I am a postdoctoral researcher in the Department of Clinical Neurosciences. I moved with my family from the Netherlands to Cambridge in 2014, immediately after my PhD defence. At that time my three children were 4 months, 2 years and 4 years old, which was challenging financially and timewise, not having family support nearby. Thanks to funding from the Returning Carers Scheme I was able to boost my development as a researcher without compromising family life, and have been lucky to be able to use the fund several times.
• In 2015, I was able to buy a laptop to enable me to work more flexibly. As a developing researcher I sometimes need to work extra hours – for example because of a deadline for a paper. Due to caring duties it is not possible to stay longer at work, but now I am able to finish urgent work at home.

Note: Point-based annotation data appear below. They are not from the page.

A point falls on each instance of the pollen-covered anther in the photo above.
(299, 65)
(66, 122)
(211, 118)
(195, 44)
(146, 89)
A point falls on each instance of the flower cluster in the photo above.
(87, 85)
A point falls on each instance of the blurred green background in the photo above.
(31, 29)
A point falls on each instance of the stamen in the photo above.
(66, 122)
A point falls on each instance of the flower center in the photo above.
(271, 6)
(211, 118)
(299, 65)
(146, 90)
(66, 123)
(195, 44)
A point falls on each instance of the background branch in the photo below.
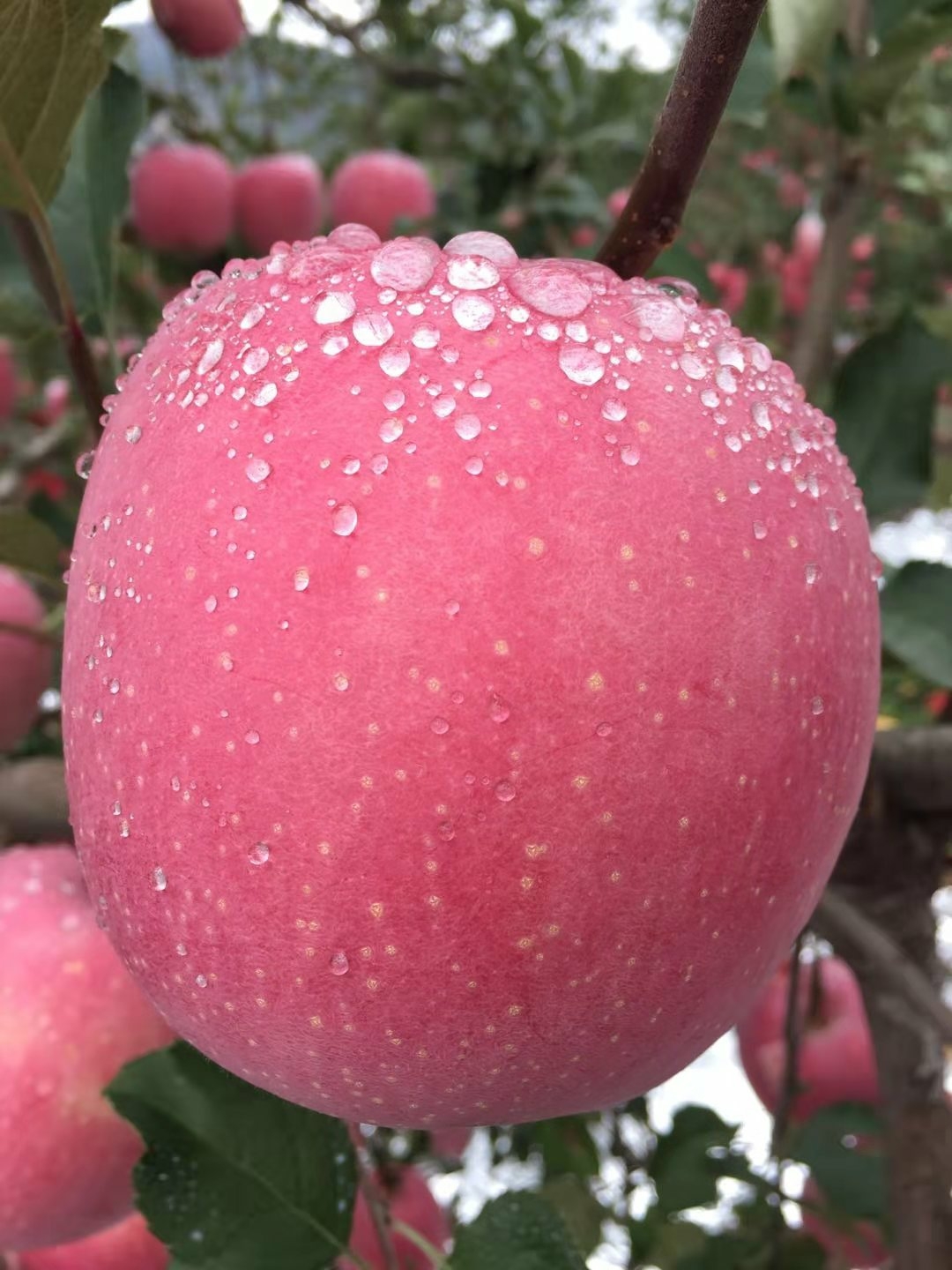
(714, 52)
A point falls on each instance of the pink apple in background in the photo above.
(412, 1203)
(201, 28)
(378, 188)
(183, 198)
(71, 1019)
(836, 1058)
(26, 663)
(8, 380)
(733, 283)
(859, 1246)
(617, 202)
(484, 691)
(127, 1246)
(279, 198)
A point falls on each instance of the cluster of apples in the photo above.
(836, 1064)
(188, 198)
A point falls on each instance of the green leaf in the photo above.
(802, 34)
(579, 1209)
(883, 403)
(852, 1180)
(52, 55)
(234, 1177)
(26, 544)
(92, 201)
(519, 1231)
(877, 80)
(683, 1172)
(917, 619)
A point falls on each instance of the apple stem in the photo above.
(714, 52)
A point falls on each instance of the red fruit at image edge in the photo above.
(499, 681)
(837, 1062)
(127, 1246)
(72, 1018)
(201, 28)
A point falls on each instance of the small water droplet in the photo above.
(343, 519)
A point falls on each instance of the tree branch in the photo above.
(712, 56)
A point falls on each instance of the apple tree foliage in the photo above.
(528, 118)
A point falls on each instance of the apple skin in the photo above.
(837, 1062)
(201, 28)
(861, 1247)
(8, 380)
(279, 198)
(412, 1201)
(26, 664)
(127, 1246)
(70, 1019)
(380, 187)
(496, 788)
(183, 198)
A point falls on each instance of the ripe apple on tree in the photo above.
(70, 1019)
(380, 187)
(183, 198)
(279, 198)
(127, 1246)
(201, 28)
(409, 1200)
(507, 648)
(26, 661)
(836, 1058)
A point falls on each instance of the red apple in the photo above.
(183, 198)
(26, 663)
(856, 1247)
(127, 1246)
(378, 188)
(410, 1200)
(201, 28)
(489, 673)
(71, 1018)
(277, 199)
(8, 380)
(836, 1057)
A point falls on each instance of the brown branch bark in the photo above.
(78, 351)
(895, 857)
(718, 41)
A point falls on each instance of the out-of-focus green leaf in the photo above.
(519, 1231)
(802, 34)
(89, 206)
(917, 619)
(52, 55)
(28, 544)
(233, 1177)
(885, 404)
(853, 1180)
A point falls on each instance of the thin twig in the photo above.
(380, 1217)
(714, 52)
(791, 1036)
(854, 935)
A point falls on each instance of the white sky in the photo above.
(628, 31)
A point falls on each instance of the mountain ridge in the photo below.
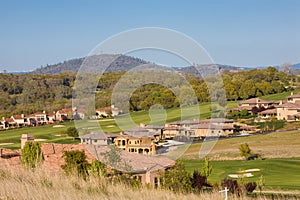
(125, 63)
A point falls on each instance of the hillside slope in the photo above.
(122, 63)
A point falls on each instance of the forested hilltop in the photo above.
(29, 93)
(121, 63)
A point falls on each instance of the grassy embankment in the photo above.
(49, 133)
(38, 185)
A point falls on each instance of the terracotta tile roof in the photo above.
(95, 136)
(294, 96)
(137, 162)
(269, 111)
(240, 108)
(289, 105)
(255, 101)
(138, 134)
(10, 120)
(185, 122)
(212, 126)
(65, 111)
(108, 108)
(217, 120)
(16, 117)
(53, 155)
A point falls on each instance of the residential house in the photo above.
(212, 130)
(26, 138)
(138, 142)
(146, 169)
(170, 132)
(98, 138)
(110, 111)
(288, 111)
(20, 120)
(4, 124)
(294, 98)
(64, 115)
(268, 114)
(255, 102)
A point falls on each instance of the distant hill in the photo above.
(122, 63)
(125, 63)
(222, 68)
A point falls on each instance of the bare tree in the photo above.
(287, 67)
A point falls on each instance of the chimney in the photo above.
(26, 138)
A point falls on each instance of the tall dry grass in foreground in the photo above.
(40, 185)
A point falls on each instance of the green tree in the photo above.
(261, 183)
(113, 159)
(206, 168)
(97, 168)
(75, 163)
(31, 155)
(245, 150)
(72, 132)
(177, 179)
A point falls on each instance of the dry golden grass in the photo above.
(40, 185)
(274, 145)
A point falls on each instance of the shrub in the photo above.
(32, 155)
(76, 163)
(250, 187)
(199, 181)
(245, 150)
(177, 179)
(72, 132)
(232, 185)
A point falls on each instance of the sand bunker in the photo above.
(59, 126)
(3, 144)
(246, 175)
(249, 170)
(39, 140)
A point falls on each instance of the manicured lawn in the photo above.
(273, 145)
(278, 173)
(48, 132)
(279, 96)
(51, 134)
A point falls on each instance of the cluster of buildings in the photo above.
(141, 146)
(147, 169)
(288, 109)
(42, 118)
(150, 139)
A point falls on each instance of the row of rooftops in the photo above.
(53, 158)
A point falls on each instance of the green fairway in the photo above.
(278, 173)
(279, 96)
(47, 133)
(56, 135)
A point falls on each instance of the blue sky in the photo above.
(242, 33)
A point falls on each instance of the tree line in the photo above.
(29, 93)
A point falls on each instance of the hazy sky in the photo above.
(241, 32)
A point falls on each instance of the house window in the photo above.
(138, 178)
(156, 182)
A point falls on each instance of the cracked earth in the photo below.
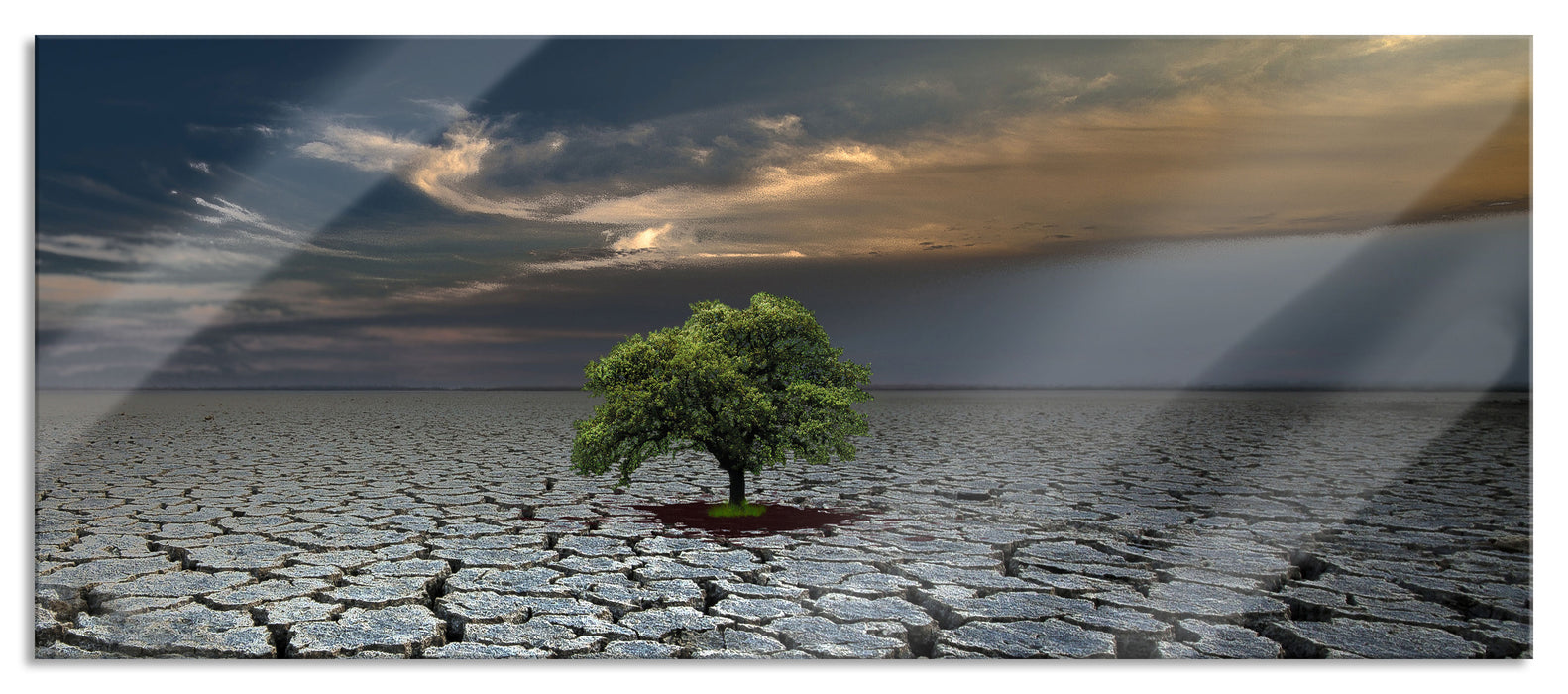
(991, 524)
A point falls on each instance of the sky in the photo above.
(1080, 212)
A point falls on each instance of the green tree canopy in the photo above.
(746, 387)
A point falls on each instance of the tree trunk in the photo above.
(737, 486)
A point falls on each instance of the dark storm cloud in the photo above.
(301, 212)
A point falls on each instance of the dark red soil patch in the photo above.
(778, 519)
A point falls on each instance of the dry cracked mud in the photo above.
(990, 524)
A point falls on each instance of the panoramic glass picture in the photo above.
(783, 347)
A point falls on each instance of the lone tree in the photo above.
(746, 387)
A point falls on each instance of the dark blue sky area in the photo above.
(1258, 212)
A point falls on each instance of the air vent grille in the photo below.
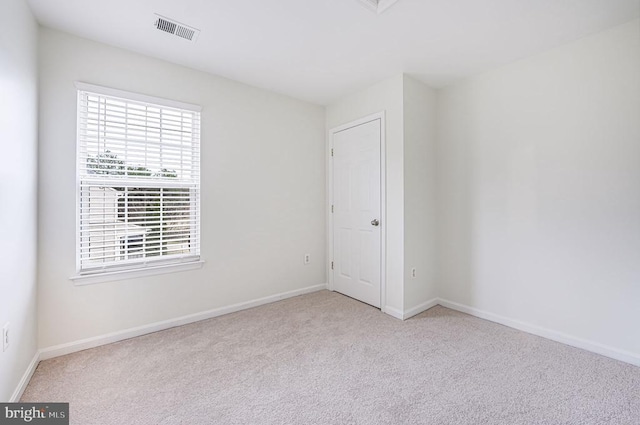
(176, 28)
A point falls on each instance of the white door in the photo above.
(356, 212)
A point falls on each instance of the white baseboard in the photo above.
(420, 308)
(22, 385)
(394, 312)
(84, 344)
(614, 353)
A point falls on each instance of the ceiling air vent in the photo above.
(176, 28)
(378, 6)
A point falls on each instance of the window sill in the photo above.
(111, 276)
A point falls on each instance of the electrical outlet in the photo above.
(5, 337)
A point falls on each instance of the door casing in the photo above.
(383, 216)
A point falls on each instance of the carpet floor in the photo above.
(324, 358)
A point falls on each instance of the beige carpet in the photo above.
(326, 359)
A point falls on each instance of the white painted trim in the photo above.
(419, 308)
(594, 347)
(84, 344)
(108, 91)
(22, 385)
(110, 276)
(383, 200)
(393, 312)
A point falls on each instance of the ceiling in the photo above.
(321, 50)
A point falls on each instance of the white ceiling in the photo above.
(321, 50)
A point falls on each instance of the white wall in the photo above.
(263, 193)
(18, 177)
(384, 96)
(419, 109)
(539, 190)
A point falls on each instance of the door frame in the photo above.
(383, 201)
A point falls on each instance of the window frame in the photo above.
(143, 268)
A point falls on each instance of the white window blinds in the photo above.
(139, 181)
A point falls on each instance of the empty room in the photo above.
(329, 212)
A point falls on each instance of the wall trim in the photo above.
(394, 312)
(22, 385)
(420, 308)
(594, 347)
(84, 344)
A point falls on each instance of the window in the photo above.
(138, 181)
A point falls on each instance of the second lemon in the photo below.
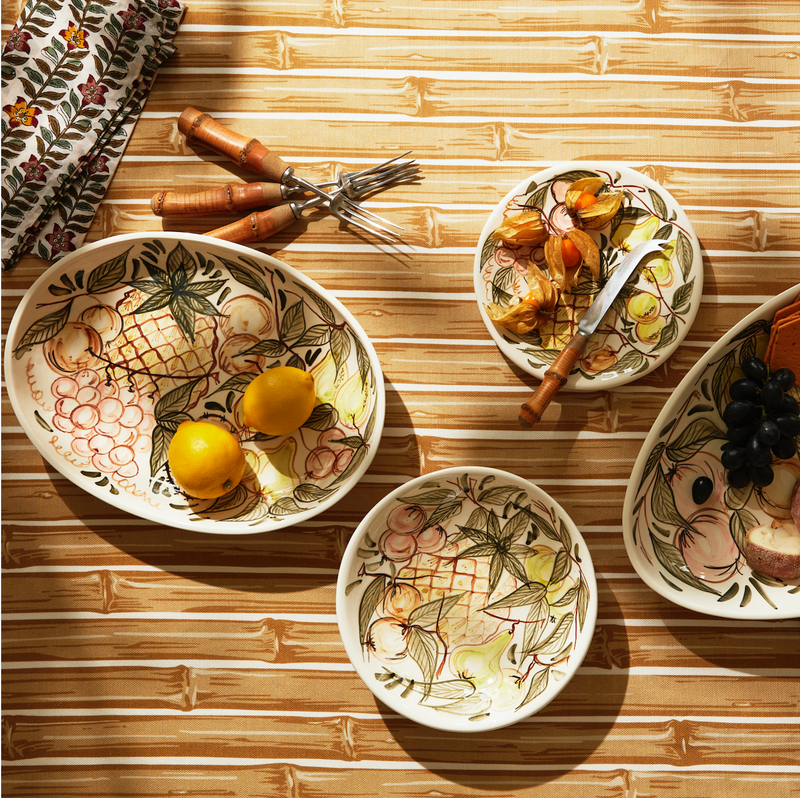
(279, 401)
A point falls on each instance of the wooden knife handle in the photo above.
(249, 153)
(554, 379)
(225, 199)
(256, 226)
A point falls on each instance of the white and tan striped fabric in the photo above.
(146, 661)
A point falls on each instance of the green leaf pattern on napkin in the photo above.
(75, 76)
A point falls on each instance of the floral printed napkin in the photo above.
(75, 76)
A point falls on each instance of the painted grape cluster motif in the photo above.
(124, 353)
(647, 317)
(472, 597)
(697, 543)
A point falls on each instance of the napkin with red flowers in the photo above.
(75, 75)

• Importantly for me, the Returning Carers Scheme provided funding to attend the International Stroke Genetics Consortium meeting. I did my PhD in stroke epidemiology and I am keen to expand my skills to stroke genetics. Attending this meeting enabled me to network with leaders of the global stroke genetics community and to learn about new advances in the field. This experience helped me to draft a fellowship application on stroke genetics, and in Autumn 2015 I obtained a 3-year postdoctoral fellowship from the British Heart Foundation based on this application.
• In stroke genetics, large datasets are essential for analysis and therefore collaboration is the best way to go. The Returning Carers Scheme again provided funding for the Consortium meeting in spring 2016, during which I was able to present my plans to the stroke genetics community and connect with potential collaborators.
• Finally, in summer of 2016 Scheme funding enabled me to visit one of the leading groups worldwide in stroke genetics, based in Boston, USA. During this 2-month visit I strengthened collaboration with the Boston group and collected new data to increase my sample size and accelerate my research project.